When Christou bought The Church in 1994, Capitol Hill was still run-down, like much of downtown Denver. The middle and upper classes fled the once-thriving neighborhood in the ’70s and ’80s, single-family mansions were converted into multi-unit apartment buildings, and Civic Center Park surrendered to the homeless population and drug dealers. The neighborhood was so downtrodden that Christou was able to buy the century-old building—formerly St. Mark’s Episcopal Church—for $275,000. The stunning limestone edifice hadn’t been used for several years, and there was talk of it being demolished. Instead, it would become the crown jewel of his growing empire. A dozen years after opening the Regas Mediterranean Café—now the Deadbeat Club—he also owned 1082 Broadway, another enormous nightclub in Capitol Hill. Like John Hickenlooper, who had begun revitalizing a run-down LoDo when he started the Wynkoop Brewing Company in 1988, Christou was planting the seeds for a vibrant nightlife district in central Denver.

Converting a century-old holy building into a modern nightclub took two years. Christou and his brother, Chris, removed and gave away the organ and retrofitted the church with a heating and air-conditioning unit. They built a wooden bar on the altar from discarded pews and added more bars beneath the arches of the side aisles. They kept the cathedral’s stained glass, including the window depicting the Sermon on the Mount. In October 1996, they ran out of money to finish construction, so they settled on an ingenious, if tenuous plan: They’d host a New Year’s Eve party—charging $50 to $100—to finance the rest of the work.

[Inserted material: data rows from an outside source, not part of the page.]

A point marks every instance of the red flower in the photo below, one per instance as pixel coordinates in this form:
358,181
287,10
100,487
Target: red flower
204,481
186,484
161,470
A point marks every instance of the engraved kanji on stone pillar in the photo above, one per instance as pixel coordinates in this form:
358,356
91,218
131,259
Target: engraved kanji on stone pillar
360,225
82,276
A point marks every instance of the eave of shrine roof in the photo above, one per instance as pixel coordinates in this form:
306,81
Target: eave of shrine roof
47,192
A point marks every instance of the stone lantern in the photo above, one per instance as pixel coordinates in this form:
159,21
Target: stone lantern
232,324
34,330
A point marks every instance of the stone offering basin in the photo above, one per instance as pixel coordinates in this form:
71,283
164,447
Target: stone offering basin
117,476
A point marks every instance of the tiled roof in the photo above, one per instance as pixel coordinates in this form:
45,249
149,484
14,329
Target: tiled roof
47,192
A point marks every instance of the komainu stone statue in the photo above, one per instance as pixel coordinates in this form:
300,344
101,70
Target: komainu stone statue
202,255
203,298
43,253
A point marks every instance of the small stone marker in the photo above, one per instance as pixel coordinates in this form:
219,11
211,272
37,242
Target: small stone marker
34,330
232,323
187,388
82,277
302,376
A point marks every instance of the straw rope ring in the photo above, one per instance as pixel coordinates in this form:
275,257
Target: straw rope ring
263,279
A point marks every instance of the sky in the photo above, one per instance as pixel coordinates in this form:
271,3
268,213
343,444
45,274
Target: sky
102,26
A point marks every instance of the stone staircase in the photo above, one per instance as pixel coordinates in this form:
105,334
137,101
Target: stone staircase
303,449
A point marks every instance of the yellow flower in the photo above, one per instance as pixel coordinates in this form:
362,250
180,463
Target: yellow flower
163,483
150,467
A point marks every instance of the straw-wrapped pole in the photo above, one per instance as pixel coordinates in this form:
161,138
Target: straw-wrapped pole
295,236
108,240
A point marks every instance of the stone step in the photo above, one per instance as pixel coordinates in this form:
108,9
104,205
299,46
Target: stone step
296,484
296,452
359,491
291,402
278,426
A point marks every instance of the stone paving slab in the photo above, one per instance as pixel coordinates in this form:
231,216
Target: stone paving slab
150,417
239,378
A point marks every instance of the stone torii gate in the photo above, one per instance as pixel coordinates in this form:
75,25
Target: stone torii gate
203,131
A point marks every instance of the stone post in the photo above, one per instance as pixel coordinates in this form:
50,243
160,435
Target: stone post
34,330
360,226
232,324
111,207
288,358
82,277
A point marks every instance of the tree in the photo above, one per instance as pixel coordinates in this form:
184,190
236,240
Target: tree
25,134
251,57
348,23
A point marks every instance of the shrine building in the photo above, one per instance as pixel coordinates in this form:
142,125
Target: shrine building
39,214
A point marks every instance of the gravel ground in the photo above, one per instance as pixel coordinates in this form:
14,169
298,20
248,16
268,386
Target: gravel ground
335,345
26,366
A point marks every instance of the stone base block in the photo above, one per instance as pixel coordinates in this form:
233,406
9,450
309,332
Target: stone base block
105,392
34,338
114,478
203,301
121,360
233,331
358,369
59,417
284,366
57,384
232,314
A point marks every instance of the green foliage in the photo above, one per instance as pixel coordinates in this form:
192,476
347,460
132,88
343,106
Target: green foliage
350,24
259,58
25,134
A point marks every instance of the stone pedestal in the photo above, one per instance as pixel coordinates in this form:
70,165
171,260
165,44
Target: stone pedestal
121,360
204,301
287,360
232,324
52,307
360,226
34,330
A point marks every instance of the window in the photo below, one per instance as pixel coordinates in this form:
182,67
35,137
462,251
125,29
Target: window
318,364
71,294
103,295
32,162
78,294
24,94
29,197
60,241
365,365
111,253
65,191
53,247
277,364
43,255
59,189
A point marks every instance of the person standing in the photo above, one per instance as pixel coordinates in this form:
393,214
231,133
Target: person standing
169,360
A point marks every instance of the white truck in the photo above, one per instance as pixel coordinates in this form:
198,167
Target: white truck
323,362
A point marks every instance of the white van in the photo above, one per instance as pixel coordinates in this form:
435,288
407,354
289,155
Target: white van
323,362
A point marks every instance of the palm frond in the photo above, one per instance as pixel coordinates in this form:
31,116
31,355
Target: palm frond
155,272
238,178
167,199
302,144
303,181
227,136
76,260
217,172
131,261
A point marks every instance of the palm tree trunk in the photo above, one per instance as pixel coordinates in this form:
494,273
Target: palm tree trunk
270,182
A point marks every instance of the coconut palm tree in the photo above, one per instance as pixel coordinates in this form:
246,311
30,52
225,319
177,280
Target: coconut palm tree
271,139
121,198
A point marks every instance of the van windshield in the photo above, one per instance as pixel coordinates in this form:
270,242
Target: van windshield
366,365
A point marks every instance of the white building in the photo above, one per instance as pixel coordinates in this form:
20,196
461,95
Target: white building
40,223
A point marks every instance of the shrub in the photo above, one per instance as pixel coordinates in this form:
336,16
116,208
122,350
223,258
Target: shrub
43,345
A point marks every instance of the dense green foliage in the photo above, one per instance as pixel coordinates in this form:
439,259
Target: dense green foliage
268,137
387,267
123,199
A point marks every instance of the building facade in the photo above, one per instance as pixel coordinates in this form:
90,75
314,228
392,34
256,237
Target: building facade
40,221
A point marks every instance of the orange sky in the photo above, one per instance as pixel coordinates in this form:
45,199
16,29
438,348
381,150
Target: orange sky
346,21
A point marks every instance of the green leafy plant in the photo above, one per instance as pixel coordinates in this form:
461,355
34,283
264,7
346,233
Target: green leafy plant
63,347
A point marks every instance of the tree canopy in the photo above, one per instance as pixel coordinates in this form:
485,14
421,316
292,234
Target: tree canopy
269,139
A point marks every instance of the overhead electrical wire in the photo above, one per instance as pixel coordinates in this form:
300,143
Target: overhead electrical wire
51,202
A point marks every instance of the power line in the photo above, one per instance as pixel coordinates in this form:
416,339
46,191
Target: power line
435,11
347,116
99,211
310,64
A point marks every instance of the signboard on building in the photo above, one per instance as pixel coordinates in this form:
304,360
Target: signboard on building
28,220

The tickets went quickly, but two days before the party, the construction crew was putting the finishing touches on the building when a worker set his torch down on the roof. When the fire department arrived to extinguish the blaze, their hoses flooded the basement. Christou sat on the sidewalk across the street, wondering if he was watching his nightclub wash away. “It was one of the hardest moments in my life,” Christou says. “But people saw it on TV and brought wet vacs down. We had 80 people in the church, mopping floors and cleaning the walls. And that was one of the highest moments in my life.”

The cleanup crew finished just hours before the sold-out New Year’s Eve party was about to start, while delivery trucks drove around, killing time, waiting for the club to pass its inspections so they could deliver their booze. Beth McCann, then director of the city’s department of excise and licenses, hung around to make sure Christou got his liquor license, going above and beyond to ensure that the young entrepreneur would be able to open on time. The party was a hit, until a police officer visited Christou in the downstairs cigar bar and issued a warning: Central Denver isn’t like southeast Denver, where your other clubs are, the officer said. Be careful.

Christou should have seen it coming. Nine months earlier, a man named Jeffrey Truax and his friends had gotten into a fight outside of another Christou club, 1082 Broadway. Truax got into his car and allegedly backed it into Andrew Clarry, an off-duty police officer who had been working security at 1082. Clarry, along with Kenneth Chavez—another officer working security that night—fired 25 bullets into Truax’s vehicle, killing him and injuring a passenger. Denver district attorney Bill Ritter eventually ruled that the use of force was justified, but Truax’s family sued the city and the officers in civil court.

In 1998, two years after the shooting, Christou testified against Chavez and Clarry, saying that the deadly force was unnecessary. In November of that year, the court found that the men had deprived Truax of his constitutional rights and ordered the city to pay $500,000 to the Truax estate. Christou remains unrepentant about his testimony. “They shot the kid 26 times from 12 feet away,” Christou says today. “I thought in the 20th century, you don’t shoot people 26 times from 12 feet away. If you shot a dog like that, you’d be in jail.”